Strangers on a Train Publisher – Patricia Highsmith

I guess this kind of counts too as a RIP VII read.

The inspiration for Alfred Hitchcock’s classic 1951 film, Strangers on a Train launched Highsmith on a prolific career of noir fiction, proving her a master of depicting the unsettling forces that tremble beneath the surface of everyday contemporary life.

The world of Patricia Highsmith has always been filled with ordinary people, all of whom are capable of very ordinary crimes.
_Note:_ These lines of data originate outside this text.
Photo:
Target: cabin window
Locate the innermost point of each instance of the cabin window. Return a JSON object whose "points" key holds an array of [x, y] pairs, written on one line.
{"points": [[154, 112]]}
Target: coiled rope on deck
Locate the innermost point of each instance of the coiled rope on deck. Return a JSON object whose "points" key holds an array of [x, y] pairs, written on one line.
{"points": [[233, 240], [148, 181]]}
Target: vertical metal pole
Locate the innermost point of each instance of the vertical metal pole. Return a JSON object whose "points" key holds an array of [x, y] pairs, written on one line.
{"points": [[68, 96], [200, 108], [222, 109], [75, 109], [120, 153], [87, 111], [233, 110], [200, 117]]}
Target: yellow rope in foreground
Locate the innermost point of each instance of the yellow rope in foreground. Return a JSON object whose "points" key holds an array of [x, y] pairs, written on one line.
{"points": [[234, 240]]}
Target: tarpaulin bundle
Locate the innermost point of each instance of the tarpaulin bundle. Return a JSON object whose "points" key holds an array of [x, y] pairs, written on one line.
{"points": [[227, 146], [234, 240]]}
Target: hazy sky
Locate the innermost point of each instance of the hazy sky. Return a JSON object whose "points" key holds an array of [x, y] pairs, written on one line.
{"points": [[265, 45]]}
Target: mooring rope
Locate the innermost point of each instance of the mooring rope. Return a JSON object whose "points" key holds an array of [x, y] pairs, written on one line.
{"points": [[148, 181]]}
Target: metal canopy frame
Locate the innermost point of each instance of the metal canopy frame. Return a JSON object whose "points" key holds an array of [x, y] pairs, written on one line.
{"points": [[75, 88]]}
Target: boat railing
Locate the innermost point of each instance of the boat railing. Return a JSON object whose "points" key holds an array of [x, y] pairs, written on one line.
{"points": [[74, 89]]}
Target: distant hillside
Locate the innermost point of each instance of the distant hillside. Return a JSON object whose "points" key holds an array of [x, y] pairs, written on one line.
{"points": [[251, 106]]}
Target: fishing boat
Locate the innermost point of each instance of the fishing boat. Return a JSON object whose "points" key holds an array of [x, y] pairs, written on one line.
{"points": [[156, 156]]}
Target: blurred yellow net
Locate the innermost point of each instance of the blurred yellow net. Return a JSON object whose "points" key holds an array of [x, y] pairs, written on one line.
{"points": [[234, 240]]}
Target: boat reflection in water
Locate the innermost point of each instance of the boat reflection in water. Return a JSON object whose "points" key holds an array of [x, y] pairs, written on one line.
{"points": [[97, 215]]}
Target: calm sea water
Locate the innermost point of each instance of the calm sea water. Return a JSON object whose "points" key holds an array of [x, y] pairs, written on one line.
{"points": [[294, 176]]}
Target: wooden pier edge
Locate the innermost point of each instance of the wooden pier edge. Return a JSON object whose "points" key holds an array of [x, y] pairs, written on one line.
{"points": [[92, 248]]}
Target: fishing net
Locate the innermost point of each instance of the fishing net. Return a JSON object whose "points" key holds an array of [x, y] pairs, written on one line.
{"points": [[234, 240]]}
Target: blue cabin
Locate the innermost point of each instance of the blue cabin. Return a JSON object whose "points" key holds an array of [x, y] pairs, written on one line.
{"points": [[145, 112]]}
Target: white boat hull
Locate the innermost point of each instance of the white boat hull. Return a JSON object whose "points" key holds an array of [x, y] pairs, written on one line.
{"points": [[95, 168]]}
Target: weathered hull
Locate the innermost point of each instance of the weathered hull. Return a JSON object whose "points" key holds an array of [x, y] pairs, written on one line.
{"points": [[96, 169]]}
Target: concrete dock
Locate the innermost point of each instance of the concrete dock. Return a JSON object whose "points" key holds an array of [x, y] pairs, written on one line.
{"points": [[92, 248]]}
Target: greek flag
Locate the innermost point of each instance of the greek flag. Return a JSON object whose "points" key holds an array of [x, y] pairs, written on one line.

This theme was present from the beginning, when her debut novel, Strangers on a Train, galvanized the reading public. Here we encounter Guy Haines and Charles Anthony Bruno, passengers on the same train. But while Guy is a successful architect in the midst of a divorce, Bruno turns out to be a sadistic psychopath who manipulates Guy into swapping murders with him. “Some people are better off dead,” Bruno remarks, “like your wife and my father, for instance.” As Bruno carries out his twisted plan, Guy is trapped in Highsmith’s perilous world, where, under the right circumstances, anybody is capable of murder

Wee reader had some loot too!

The Best Place to Read – Debbie Bertram (Author), Susan Bloom (Author), Michael Garland (Illustrator)

Gyo Fujikawa’s A to Z Picture Book – Gyo Fujikawa

Have a great weekend!


  1. Yay for a second library loot post in one week 🙂 And wow, even more loot for Wee reader. He’s already devoured the few you brought home earlier?!

    Your loot is really diverse, I wouldn’t mind reading Sarah Waters or Patricia Highsmith or any of the graphic novels you took home!

    Have a great Sunday 🙂


    1. Haha. He flipped through those a few times. And I’ve been reading them to him too.

      But he’s really liking the Gyo Fujikawa book for some reason!


  2. West with the Night is pretty exciting–but I wonder if the rumor that it was ghost-written is true. I really loved Anne Morrow Lindbergh’s North to the Orient. It was written in the thirties and you feel like you are right there in the airplane with her and Charles.